Bu, Kutsal Kitap’ın Tanrısı’dır. Kutsal Kitap bize, yaratılış dehasının tacı olan insanın peşinden vazgeçmeksizin giden bir Tanrı’yı gösterir. Bizi kendisi için yaratmış ve bize sonsuz evi olan cennete gitme daveti vermiştir. Peki bu davet karşılıksız mıdır? Hayır, bedeli olan bir davettir. O’nun için bedeli ağır olan ama bizim için karşılıksız olan bir davettir.
“Hiç kimsede, insanın, dostları uğruna canını vermesinden daha büyük bir sevgi yoktur.” (Yuhanna 15:13, İncil)
Tanrı’nın sevgisi sadece Tanrı’yı vermeye yöneltmekle kalmaz, ağır bir bedeli olduğu zaman bile vermeye yöneltir. Bu gerçekten de insanın sevgisinden farklıdır. Örneğin, bizim için rahatsızlık verecek ya da ağır bir bedeli olan bir şeyi başkası için yapmaktan çekiniriz.
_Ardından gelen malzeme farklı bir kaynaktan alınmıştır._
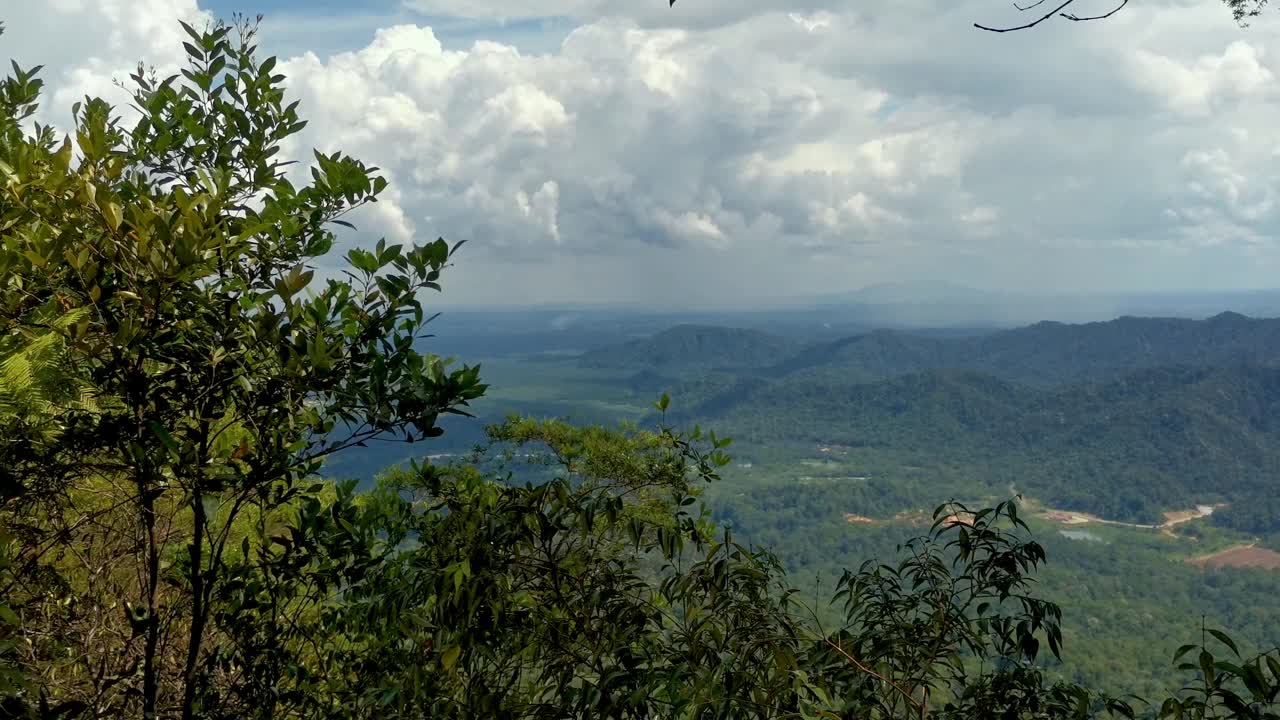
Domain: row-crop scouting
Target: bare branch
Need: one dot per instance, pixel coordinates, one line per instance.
(1033, 23)
(1079, 19)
Tanrı bizi böyle bir sevgiyle sevdiği için günahlarımızdan kurtulmamız için bir tasarı hazırladı. Bu tasarıya göre, Havva ve Adem’in dudakları yasak meyveye değdiği anda çarmıhın gölgesi insanlık tarihinin üzerine değmiştir. Tanrı’nın, günahlarını örtmek için Aden Bahçesi’nde masum bir hayvanı kurban ederek itaatsizlikleri karşısında bir sağlayışta bulunmasında, bunun şekillendiğini görebiliyoruz.
Düşünün bir kere. Tarihteki ilk ölüm, dünyanın yeri ve otları üzerine ilk düşen kan kurban kanıydı. Hayvan yemek için kesilmemişti. İnsanın Tanrı’ya karşı itaatsizliğinin utancını örtmek için öldürüldü. Adem ve Havva bir hayvanın öldürüldüğünü hiç görmemişlerdi. Çünkü insana hayvan yemek için izin, ancak Tufan’dan sonra verilmişti. Tanrı Nuh ve ailesine şöyle demişti:
“Bütün canlılar size yiyecek olacak. Yeşil bitkiler gibi, hepsini size veriyorum.” (Yaratılış 9:3, Eski Antlaşma)
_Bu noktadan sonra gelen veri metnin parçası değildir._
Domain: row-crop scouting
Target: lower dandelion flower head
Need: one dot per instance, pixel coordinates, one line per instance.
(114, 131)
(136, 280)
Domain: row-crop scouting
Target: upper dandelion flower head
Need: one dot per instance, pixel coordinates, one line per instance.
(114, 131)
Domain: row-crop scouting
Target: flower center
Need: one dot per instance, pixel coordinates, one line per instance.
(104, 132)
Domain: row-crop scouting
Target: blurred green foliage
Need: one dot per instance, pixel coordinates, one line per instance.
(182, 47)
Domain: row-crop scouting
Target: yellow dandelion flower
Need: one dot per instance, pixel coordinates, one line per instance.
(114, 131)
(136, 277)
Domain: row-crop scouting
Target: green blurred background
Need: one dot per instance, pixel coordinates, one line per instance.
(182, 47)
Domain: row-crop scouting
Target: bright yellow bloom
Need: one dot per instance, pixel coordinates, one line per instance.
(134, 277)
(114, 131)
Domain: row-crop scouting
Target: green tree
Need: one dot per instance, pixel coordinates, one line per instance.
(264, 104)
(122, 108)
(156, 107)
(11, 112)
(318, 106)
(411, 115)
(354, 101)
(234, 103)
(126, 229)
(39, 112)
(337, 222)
Adem ve Havva vejeteryandı. İncir yapraklarıyla kendilerini örterek çalıların arkasına saklanmış olarak söz dinlememeleri nedeniyle masum bir hayvanın öldürüldüğünü görüyorlardı. Bu onlar için gerçekten de çok şaşırtıcı bir deneyim olmuş olmalı!
“RAB Tanrı Adem'le karısı için deriden giysiler yaptı, onları giydirdi. (Yaratılış 3:21, Eski Antlaşma)
Tanrı onları hemen yok edip baştan başlayabilirdi. Ne var ki, sevgi dolu tepkisi bugün hala geçerli olan dersler öğretmiştir. Yaşamdaki en olağanüstü gerçeklerden biri, Tanrı’nın Adem ve Havva’ya öğretmiş olduğu ruhsal derslerin bizim de öğrenmemiz gereken dersler oluşudur. İşte Tanrı onlara şunları öğretmiştir. Bunları öğrendiğiniz takdirde cennete giden yolun 10’da 9’unu katetmişsiniz demektir.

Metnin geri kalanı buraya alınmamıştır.